17 きっとそれは恋ではなく気の迷いだと思う
「決めた。俺はあの女を娶りたい」
ルスランは皇城の自室でブライアンとジェームズへそう告げた。
ブライアンは表情の読めない笑顔のまま黙っていたが、ジェームズは表情を硬化させた。
「失礼ですが、あの女とは?」
「決まっているだろう。あの青髪の気の強そうな女だ」
その言葉に顔を白くさせるジェームズ。
「失礼を承知で申し上げますが、おすすめは出来ません」
「何故だ?」
そう問われて、押し黙ってしまう。
馬鹿正直に言う訳にもいかず、かといって脚色しても高が知れている。
数分話しただけでは分からないだろうが、一時間もいればサマンサがどんな性格なのか分かろうというものだ。
あの歳になるまで婚約の話すら出なかったのだ。
そして、不名誉な二つ名だけが増えていった。
ーー社交界永久出禁、破壊神、歩く地雷原、台風の目、歩く暴風雨、女帝、生徒会室の悪魔、恐怖の権化、断頭台への近道、一人核弾頭、オパールレインの狂犬、鎌を持たない死神などなどーー
思い出すだけでも頭痛がする。
「あんなにもまっすぐ俺を見た女はいない。それに、あの気の強そうな性格。いいじゃないか」
うっとりした表情でそう語るルスラン。
初めて恋をした、拗らせた少年のような顔をしている。
そんなルスランの表情を見てジェームズは考えを巡らせる。
父親として、娘の幸せを願う事は重要だが、相手方の幸せを考えると簡単に頷く事は出来ない。
きっと後悔する事になるだろう…と。
「お前の娘だろう? やはり、嫁がせるのは嫌なのか?」
「なぜ、それを…」
ブライアンと共に潜り込んでおり、そう言った情報を与えないように振る舞っていたのだが、なぜバレたのか。
顔には出さないが、内心焦っているジェームズ。
「ふん。しれた事。今まで俺に近づいてきた奴等は皆そういう奴等だったからな。だが、お前らは違う。俺と会話し、俺を連れ出した。今までの奴等と思惑は別なんだろう?」
相変わらずニコニコしたまま口を開かないブライアン。
「それに、あの時の様子を見ていれば分かるさ」
どこかのポンコツ王子とは違うなと、内心感心するジェームズ。
「それに…隠さなくてもいい。俺とお前達、どっちもダイアモンド王国の人間なんだろう?」
「そうですよ」
「ブライアン」
「まぁまぁ、ジェームズクンいいじゃないか」
「……」
何を考えているのか分からないブライアンに苛立つジェームズ。
せめて事前に考えを伝えてくれてもいいのではないかとチラッとブライアンを見る。
相変わらず飄々としている。
そんな様子に興味はないらしく、話を続けるルスラン。
「まぁ、いずれにせよ俺はあの女を妻にしたい」
「他にもいい女性はいっぱいいますよ?」
「いいや。ピンと来たね。心臓を雷で貫かれた気分だ。こんな気持ち初めてだよ」
「そ、そんなに…ですか?」
「ああ。それに、あそこにいたレオナルド…だっか? あれの婚約者だという女もお前の娘なんだろう?」
「え、ええ…」
「だったら、尚の事あの女が欲しい。あの女も中々だったが、あれは違う。俺にとっては女神にすら見えた」
父親として複雑な気分のジェームズ。
そんなにサマンサにいい感情を持ってくれるなんてと嬉しく思う。
それと同時にサマンサの性格を思い出し、国内では一生結婚出来ないなとも思っていたのだ。

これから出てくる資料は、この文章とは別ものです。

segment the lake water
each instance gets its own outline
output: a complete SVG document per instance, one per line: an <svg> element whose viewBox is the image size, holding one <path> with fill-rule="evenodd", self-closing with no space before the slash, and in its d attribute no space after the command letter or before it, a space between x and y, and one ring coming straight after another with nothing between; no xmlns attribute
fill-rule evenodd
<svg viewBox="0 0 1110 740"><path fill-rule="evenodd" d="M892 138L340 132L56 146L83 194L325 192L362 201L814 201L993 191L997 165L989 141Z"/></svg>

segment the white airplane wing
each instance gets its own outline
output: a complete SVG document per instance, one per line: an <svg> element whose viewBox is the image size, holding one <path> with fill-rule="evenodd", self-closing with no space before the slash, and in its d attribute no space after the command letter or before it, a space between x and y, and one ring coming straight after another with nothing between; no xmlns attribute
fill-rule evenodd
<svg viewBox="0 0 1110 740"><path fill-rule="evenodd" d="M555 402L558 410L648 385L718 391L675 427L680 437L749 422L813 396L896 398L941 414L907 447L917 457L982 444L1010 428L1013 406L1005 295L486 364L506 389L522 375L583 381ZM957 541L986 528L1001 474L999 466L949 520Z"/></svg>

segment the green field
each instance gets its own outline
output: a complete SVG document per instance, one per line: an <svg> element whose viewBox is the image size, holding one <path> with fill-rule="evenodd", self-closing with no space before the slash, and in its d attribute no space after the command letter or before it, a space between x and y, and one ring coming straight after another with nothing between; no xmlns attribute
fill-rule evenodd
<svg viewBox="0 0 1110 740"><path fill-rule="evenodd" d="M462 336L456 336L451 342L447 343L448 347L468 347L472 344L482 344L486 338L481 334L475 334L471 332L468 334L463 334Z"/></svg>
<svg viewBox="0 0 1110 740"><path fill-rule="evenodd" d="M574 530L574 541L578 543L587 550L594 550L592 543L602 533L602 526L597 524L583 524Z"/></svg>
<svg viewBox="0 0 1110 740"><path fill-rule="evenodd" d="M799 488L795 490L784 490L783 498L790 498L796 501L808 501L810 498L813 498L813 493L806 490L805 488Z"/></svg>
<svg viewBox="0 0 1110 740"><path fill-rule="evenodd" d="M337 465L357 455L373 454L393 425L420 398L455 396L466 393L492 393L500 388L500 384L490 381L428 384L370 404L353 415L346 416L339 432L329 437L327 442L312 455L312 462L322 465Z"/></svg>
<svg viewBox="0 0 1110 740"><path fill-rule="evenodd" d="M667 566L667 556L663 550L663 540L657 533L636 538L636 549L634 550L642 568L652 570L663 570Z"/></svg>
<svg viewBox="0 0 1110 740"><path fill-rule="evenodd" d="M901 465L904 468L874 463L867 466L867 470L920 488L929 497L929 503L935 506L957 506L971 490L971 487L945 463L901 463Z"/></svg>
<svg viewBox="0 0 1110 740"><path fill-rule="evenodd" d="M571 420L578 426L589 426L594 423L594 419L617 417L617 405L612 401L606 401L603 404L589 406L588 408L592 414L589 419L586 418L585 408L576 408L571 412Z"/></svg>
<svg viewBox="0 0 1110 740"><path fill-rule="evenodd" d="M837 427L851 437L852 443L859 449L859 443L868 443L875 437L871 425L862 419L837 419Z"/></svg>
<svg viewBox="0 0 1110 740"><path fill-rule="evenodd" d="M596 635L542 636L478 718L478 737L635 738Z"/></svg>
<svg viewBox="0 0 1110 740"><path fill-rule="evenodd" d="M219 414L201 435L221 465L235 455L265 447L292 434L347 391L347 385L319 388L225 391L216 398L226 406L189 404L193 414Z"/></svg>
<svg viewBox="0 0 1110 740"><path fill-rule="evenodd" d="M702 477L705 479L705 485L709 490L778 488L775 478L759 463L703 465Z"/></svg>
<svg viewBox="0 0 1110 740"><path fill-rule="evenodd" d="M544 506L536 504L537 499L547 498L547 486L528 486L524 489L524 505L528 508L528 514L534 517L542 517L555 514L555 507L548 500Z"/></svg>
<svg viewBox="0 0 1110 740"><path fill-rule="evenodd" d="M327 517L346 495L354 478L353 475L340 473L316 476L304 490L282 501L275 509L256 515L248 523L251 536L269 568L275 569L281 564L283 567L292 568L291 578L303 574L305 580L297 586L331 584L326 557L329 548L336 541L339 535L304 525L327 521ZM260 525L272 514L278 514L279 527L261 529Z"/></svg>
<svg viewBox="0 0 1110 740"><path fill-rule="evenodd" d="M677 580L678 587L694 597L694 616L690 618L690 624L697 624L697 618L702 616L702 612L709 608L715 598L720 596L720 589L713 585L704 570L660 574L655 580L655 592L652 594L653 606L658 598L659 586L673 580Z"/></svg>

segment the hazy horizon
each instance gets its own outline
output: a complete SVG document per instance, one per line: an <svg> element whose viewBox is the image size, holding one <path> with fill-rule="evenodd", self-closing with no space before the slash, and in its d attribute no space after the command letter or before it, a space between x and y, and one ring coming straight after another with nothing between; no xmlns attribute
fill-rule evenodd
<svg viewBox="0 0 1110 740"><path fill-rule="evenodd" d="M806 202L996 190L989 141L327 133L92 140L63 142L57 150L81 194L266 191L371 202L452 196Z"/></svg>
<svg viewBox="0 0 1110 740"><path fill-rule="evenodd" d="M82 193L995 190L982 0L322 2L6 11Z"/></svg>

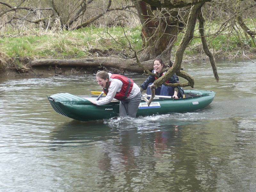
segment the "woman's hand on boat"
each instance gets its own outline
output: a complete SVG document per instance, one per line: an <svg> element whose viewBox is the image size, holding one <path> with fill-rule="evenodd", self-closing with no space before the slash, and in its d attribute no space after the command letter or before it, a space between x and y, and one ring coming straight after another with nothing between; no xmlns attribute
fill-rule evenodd
<svg viewBox="0 0 256 192"><path fill-rule="evenodd" d="M178 99L178 96L177 95L173 95L172 96L172 97L173 97L174 99Z"/></svg>

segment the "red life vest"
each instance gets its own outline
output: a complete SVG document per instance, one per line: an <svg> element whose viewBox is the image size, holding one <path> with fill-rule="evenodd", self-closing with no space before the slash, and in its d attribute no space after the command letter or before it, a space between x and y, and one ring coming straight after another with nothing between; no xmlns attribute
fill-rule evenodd
<svg viewBox="0 0 256 192"><path fill-rule="evenodd" d="M156 71L155 70L154 70L154 73L155 73L155 74L156 74ZM164 75L165 74L165 73L166 73L166 71L164 71L164 72L163 73L162 73L162 75L161 76L162 76ZM156 77L155 77L155 78L156 79L156 80L157 79ZM166 81L165 81L165 83L169 83L169 81L168 81L168 79L166 80Z"/></svg>
<svg viewBox="0 0 256 192"><path fill-rule="evenodd" d="M133 81L130 78L120 75L112 75L110 78L112 79L119 79L123 83L123 86L121 88L121 90L120 90L120 92L116 92L114 98L119 100L125 99L129 96L131 91L132 91L132 86L133 85ZM110 86L111 83L111 82L109 81L109 87ZM103 90L103 91L105 94L107 94L104 89Z"/></svg>

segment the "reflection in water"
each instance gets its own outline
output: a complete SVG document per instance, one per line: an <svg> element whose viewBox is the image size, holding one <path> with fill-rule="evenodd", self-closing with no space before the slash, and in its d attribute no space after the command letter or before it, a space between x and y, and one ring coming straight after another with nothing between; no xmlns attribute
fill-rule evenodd
<svg viewBox="0 0 256 192"><path fill-rule="evenodd" d="M195 89L216 92L211 105L136 118L82 122L52 110L46 95L98 91L93 76L2 81L0 188L254 191L255 64L218 64L219 83L208 62L187 65Z"/></svg>

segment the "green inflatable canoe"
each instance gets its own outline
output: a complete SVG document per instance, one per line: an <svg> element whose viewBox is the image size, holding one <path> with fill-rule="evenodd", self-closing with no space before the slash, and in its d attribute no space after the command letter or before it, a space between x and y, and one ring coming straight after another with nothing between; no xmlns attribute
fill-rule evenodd
<svg viewBox="0 0 256 192"><path fill-rule="evenodd" d="M215 95L215 92L210 91L190 90L184 91L185 98L174 99L171 97L155 96L149 106L142 100L137 116L201 109L209 105ZM114 100L107 105L97 106L90 101L96 100L97 97L96 95L75 95L68 93L47 96L51 105L57 113L74 119L88 121L118 116L119 101Z"/></svg>

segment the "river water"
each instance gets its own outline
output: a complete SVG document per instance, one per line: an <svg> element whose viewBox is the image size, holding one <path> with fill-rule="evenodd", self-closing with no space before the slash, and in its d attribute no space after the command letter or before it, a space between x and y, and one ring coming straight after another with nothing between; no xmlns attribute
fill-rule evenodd
<svg viewBox="0 0 256 192"><path fill-rule="evenodd" d="M100 91L93 75L0 80L0 191L255 191L255 65L219 62L217 83L209 62L184 64L216 92L201 110L89 122L46 95Z"/></svg>

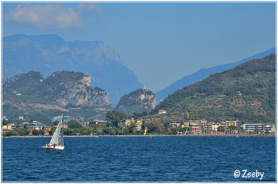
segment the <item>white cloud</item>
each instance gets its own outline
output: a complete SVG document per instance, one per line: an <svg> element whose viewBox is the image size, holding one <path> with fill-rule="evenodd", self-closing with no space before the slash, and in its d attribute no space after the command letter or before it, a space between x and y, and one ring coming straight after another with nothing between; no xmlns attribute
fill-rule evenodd
<svg viewBox="0 0 278 184"><path fill-rule="evenodd" d="M100 4L98 3L79 3L76 7L76 12L79 13L84 12L85 11L101 11Z"/></svg>
<svg viewBox="0 0 278 184"><path fill-rule="evenodd" d="M3 17L5 22L51 29L79 28L84 26L81 19L79 13L62 3L19 4Z"/></svg>

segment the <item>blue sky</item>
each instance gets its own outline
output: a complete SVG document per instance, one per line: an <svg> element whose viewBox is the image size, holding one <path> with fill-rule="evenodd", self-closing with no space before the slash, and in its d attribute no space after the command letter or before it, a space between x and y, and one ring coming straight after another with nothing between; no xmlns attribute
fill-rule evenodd
<svg viewBox="0 0 278 184"><path fill-rule="evenodd" d="M2 3L2 35L101 40L147 89L276 44L276 3ZM34 13L35 12L35 13Z"/></svg>

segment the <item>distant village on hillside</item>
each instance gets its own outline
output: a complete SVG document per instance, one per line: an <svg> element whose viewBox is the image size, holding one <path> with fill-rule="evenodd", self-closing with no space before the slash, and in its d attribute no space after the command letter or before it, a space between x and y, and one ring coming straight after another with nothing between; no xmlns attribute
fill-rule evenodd
<svg viewBox="0 0 278 184"><path fill-rule="evenodd" d="M240 124L239 120L222 120L220 122L207 122L206 119L199 120L190 120L188 122L170 122L165 124L161 124L161 116L165 115L166 110L158 110L158 118L152 119L136 119L134 118L127 118L120 120L117 126L118 132L116 133L99 131L95 132L95 135L126 135L124 131L127 128L130 128L131 124L132 133L136 135L147 135L152 134L163 134L165 132L172 135L185 135L187 134L212 134L212 135L226 135L226 134L274 134L275 133L275 127L274 124ZM52 125L46 126L42 122L38 121L24 122L22 116L19 117L19 120L22 123L15 124L13 123L8 117L3 116L2 118L3 126L1 128L1 133L3 135L13 136L19 135L17 133L11 133L17 131L17 128L28 129L28 133L25 135L51 135L53 133L53 127L57 126L55 122L60 121L60 117L54 117L51 119ZM22 122L23 121L23 122ZM68 128L69 124L72 122L79 122L74 119L71 116L64 116L63 119L63 128ZM150 124L158 124L161 127L163 127L163 131L148 131L148 125ZM102 128L111 126L111 122L108 120L98 120L95 119L93 122L85 122L80 123L80 128L92 128L96 126L100 126ZM150 129L150 128L149 128ZM35 132L35 133L34 133ZM90 133L92 135L93 133ZM81 132L78 129L75 129L71 132L70 135L86 135L84 132Z"/></svg>

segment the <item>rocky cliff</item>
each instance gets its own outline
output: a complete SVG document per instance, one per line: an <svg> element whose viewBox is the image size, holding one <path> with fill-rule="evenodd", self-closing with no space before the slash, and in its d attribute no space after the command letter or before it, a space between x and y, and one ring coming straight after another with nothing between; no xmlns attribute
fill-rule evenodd
<svg viewBox="0 0 278 184"><path fill-rule="evenodd" d="M84 121L104 119L111 110L108 92L90 86L91 78L81 72L56 72L44 79L42 74L29 72L3 80L3 114L13 121L50 122L63 114Z"/></svg>
<svg viewBox="0 0 278 184"><path fill-rule="evenodd" d="M61 106L111 105L107 92L92 87L90 77L81 72L56 72L36 89L36 97L54 100Z"/></svg>
<svg viewBox="0 0 278 184"><path fill-rule="evenodd" d="M122 97L116 110L126 115L149 112L156 107L156 94L143 87Z"/></svg>
<svg viewBox="0 0 278 184"><path fill-rule="evenodd" d="M67 42L56 35L15 35L3 37L3 74L28 71L45 76L56 71L79 71L91 77L91 85L109 93L115 106L120 97L142 84L125 67L116 51L101 41Z"/></svg>

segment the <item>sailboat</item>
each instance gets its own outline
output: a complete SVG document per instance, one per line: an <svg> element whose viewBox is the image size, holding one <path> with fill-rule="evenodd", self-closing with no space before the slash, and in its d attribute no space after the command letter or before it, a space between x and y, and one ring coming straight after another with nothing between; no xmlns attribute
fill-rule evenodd
<svg viewBox="0 0 278 184"><path fill-rule="evenodd" d="M63 137L63 115L58 124L57 128L55 130L53 134L52 138L50 140L49 144L47 144L45 146L42 147L43 149L64 149L64 138Z"/></svg>

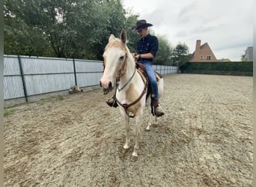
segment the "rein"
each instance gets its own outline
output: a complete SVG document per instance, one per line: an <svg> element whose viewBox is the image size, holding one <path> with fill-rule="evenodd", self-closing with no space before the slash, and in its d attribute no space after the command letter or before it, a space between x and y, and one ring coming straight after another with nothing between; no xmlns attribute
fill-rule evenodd
<svg viewBox="0 0 256 187"><path fill-rule="evenodd" d="M127 55L126 55L126 59L125 59L125 63L124 63L124 65L122 66L122 68L121 70L120 70L120 73L119 73L119 76L116 79L116 82L115 82L115 85L116 85L116 88L115 88L115 94L116 94L116 91L117 90L118 90L118 91L121 91L124 90L124 88L127 86L129 85L129 83L132 81L132 78L134 77L134 75L137 71L138 71L138 70L136 70L136 66L134 68L134 71L133 71L133 73L132 73L132 76L129 79L129 80L127 81L127 82L121 88L118 88L118 86L119 86L119 82L120 82L120 77L121 77L122 76L124 76L126 72L124 72L124 70L125 68L125 66L127 65ZM144 94L145 94L145 93L147 92L147 85L148 85L148 80L147 80L147 78L146 78L146 81L144 80L143 77L142 77L142 75L141 73L138 73L141 76L141 79L144 82L144 89L141 94L141 95L137 98L137 99L135 99L134 102L129 103L129 104L123 104L121 103L120 101L118 100L118 99L116 99L117 100L117 102L121 105L127 111L127 109L129 107L135 105L135 103L137 103L141 98L142 96L144 96ZM115 97L116 98L116 97ZM131 117L131 116L130 116Z"/></svg>

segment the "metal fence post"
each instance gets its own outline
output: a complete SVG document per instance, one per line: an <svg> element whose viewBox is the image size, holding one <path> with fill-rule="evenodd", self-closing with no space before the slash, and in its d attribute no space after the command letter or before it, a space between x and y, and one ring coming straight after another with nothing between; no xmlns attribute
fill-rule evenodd
<svg viewBox="0 0 256 187"><path fill-rule="evenodd" d="M18 60L19 60L19 70L20 70L20 75L21 75L22 80L24 95L25 95L25 101L28 102L28 100L27 88L25 87L25 79L24 79L24 72L23 72L22 64L19 55L18 55Z"/></svg>
<svg viewBox="0 0 256 187"><path fill-rule="evenodd" d="M75 58L73 58L73 66L74 67L75 85L77 85Z"/></svg>

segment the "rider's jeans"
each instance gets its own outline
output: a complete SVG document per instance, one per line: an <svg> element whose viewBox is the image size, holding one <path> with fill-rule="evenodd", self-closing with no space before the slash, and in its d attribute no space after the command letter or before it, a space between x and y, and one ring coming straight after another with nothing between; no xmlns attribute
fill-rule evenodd
<svg viewBox="0 0 256 187"><path fill-rule="evenodd" d="M149 61L139 61L139 63L143 64L146 67L146 74L148 78L149 83L153 89L153 91L155 94L155 99L158 99L158 89L157 89L157 82L156 82L156 73L155 71L152 67L152 62Z"/></svg>

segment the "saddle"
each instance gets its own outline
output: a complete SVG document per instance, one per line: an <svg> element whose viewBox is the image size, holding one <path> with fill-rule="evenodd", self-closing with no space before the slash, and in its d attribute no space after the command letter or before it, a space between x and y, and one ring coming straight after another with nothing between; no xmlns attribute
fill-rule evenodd
<svg viewBox="0 0 256 187"><path fill-rule="evenodd" d="M147 81L147 76L145 72L145 70L146 70L145 66L141 63L138 63L138 61L135 61L135 64L136 64L136 68L138 70L138 72L142 77L144 82L146 82ZM158 82L162 78L162 76L156 71L155 71L155 73L156 73L156 82ZM150 95L151 96L151 98L152 98L153 97L152 96L153 96L153 94L154 93L153 91L153 89L151 88L151 86L150 85L150 84L148 84L147 93L147 96L146 96L147 99L148 98Z"/></svg>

国内でサマンサを知らない貴族や商人はおらず、例え送り出したとしても、勿論クーリングオフされて戻ってきてもおかしくない。
何なら当日中に返送されるだろう。無論相手方は消し炭になっているだろうが…。
それ故、一般人なんて更に無理だろう。きっと数日以内に逃げ出すだろう。
騎士団関係者も考えたが、きっと同じだ。
尤も、サマンサの性格を考えると、地の果てまで追いかけてボコボコにするかもしれないが…。
ルスランのキラキラした顔を見る。
こんなにも思ってくれるのなら、送り出すのもいいかもしれないと思う反面、これからのこの国の事を考えると反対したいと思うジェームズ。
「それにな…」
ルスランはニッと少年のような笑顔を見せる。
「あの女なら一緒にこの国をぶち壊してくれそうだからな」
その言葉を聞いてジェームズが抱いていた複雑な思いは霧散し、口角を上げるとゆっくりと頷いた。
そして、相変わらずブライアンはニコニコしていた。